Я на лестнице черной живу, и в висок
У
даряет мне вырванный с мясом звонок,

 

И всю ночь напролет жду гостей дорогих,
Шевеля кандалами цепочек дверных.

 

Контрастна и акустика стихотворения. В первых пяти двустишиях — это акустика открытого городского пространства, и голоса звучат звонко и плоско. В послед-них четырех строках — акустика квартиры, и «вырванный с мясом звонок» рождает долгое зловещее эхо; как и звон дверных цепочек — «ночь напролет» автор прислушивается к их призрачному бряцанью.

 

 

II. «ГИПЕРБОРЕЙСКАЯ ЧУМА»

О стихотворении «Кассандре»

 

«Поэзия — лучшие слова в лучшем порядке». Что значит «лучшие слова»? Разве «выхожу», «один» и «дорога» — лучшие слова в словаре? Есть ли среди слов лучшие и худшие? Конечно, нет. Каждое слово хорошо на своем месте. Все дело в том, куда его поставить. Выходит, формулу Кольриджа можно сократить и уточнить: «Поэзия — это (просто) слова в лучшем порядке». Так же точно и музыка — ноты, стоящие в лучшем порядке. Их всего-то горстка — разных нот, и нет среди них лучших: порядок, и только он один, определяет всё.

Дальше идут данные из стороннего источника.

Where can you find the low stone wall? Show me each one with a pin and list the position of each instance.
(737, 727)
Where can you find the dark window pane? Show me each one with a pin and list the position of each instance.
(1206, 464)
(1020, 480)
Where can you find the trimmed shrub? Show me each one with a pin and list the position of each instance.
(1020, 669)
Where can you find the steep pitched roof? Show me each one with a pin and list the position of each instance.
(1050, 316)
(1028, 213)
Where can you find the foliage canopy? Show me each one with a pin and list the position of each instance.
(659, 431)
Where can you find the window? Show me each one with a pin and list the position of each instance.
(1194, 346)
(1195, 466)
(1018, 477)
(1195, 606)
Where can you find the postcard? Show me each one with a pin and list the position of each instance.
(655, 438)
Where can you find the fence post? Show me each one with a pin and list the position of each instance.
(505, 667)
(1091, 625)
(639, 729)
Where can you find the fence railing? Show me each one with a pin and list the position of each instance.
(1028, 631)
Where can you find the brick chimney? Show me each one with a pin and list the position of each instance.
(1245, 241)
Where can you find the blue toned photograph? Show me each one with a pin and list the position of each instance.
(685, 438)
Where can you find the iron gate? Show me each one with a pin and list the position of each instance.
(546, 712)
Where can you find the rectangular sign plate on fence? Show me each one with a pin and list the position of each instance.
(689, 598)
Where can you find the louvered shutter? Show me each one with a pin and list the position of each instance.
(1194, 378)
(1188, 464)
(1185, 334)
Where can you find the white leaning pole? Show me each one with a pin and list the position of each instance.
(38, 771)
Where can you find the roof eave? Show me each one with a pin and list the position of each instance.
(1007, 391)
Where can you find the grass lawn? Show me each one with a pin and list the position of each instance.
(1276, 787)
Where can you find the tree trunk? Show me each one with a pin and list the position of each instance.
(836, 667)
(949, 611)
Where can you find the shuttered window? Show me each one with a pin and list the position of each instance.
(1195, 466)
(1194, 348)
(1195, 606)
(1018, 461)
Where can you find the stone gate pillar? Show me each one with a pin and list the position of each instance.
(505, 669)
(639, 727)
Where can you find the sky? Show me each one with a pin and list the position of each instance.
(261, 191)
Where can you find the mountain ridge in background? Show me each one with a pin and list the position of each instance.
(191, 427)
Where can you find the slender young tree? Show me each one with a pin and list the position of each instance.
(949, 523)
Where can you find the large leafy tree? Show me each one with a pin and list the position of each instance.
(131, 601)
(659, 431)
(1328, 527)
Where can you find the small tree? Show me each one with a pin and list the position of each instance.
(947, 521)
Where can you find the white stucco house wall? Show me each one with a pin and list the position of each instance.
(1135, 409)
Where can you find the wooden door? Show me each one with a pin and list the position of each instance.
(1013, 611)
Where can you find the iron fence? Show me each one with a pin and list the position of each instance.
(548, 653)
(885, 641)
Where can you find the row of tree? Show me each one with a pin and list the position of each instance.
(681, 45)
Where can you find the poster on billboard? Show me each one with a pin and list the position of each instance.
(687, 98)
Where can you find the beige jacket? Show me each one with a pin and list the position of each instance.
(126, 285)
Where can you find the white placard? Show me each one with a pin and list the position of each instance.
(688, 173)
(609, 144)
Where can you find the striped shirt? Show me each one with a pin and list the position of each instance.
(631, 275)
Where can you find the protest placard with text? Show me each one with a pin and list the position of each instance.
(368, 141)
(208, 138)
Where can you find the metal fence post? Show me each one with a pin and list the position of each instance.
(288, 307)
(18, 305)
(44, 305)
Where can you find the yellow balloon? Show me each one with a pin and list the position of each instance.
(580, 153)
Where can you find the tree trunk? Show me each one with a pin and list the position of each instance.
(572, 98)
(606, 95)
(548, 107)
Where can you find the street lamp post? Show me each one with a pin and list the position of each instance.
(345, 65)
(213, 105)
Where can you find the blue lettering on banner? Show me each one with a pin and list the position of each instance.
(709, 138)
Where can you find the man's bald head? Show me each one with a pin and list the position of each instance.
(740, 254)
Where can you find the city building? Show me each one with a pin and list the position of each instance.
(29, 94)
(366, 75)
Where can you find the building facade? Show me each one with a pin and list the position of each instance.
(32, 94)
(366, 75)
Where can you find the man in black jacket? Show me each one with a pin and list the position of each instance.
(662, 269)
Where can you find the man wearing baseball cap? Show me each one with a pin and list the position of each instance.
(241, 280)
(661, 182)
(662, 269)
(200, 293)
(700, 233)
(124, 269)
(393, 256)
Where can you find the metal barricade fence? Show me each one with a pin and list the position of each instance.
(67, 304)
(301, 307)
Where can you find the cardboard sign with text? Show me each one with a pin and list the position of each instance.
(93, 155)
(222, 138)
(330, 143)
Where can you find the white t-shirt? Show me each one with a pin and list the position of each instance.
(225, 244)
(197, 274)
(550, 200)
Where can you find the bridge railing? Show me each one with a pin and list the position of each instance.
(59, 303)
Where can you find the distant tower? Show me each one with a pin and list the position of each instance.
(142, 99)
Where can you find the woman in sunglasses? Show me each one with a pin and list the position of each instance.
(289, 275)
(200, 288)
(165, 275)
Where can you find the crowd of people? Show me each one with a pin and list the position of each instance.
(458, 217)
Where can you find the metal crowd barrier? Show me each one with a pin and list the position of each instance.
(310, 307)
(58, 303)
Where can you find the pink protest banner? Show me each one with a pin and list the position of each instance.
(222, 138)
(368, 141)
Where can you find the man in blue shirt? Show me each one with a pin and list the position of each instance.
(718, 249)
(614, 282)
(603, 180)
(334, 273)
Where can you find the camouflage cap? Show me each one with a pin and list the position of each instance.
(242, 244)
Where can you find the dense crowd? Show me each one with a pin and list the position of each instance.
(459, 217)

В совершенном стихотворении нельзя переставить не только слова в предложении, но и строфы. Это не взаимозаменяемые кубики. У каждого элемента данного конструктора есть как бы особая, своя выпуклость, соответствующая «впуклости» другой части — они входят друг в друга и прочно соединяются; причем каждое соединение — особое. Попробуйте переставить строфы: выпуклость одной строфы не подойдет к «впуклости» другой, и целое получится out of joint — шатким, рассыпающимся.

Поэт, сочиняющий стихотворение, ощущает «форму» той выпуклости, которой кончается строфа, — ее интонационную, смысловую и синтаксическую форму — и подбирает продолжение так, чтобы строфы прочно состыковались. Он не каменщик, строящий из одинаковых кирпичей, а скорее мозаичист, прилаживающий кривые поверхности друг к другу.

Можно сказать и так: конец одной строфы и начало следующей связаны друг с другом, как вопрос и ответ. Переставьте строфы — вопросы и ответы перемешаются, получится разговор глухих, абсурд, музыкальный хаос.

Теперь представим себе, что по какой-то внешней причине — в типографии случилась ошибка, публикаторы перепутали листки или автор сам решил испортить готовое стихотворение — в общем, одна строфа в стихотворении попала не на свое место. Опытному читателю не столь уж трудно заметить это и восстановить должный порядок, чтобы «вопросы» правильно сочетались с «ответами». Не труднее, скажем, чем исправить, например, онегинскую строфу, если в ней какая-то строка попала не на свое место.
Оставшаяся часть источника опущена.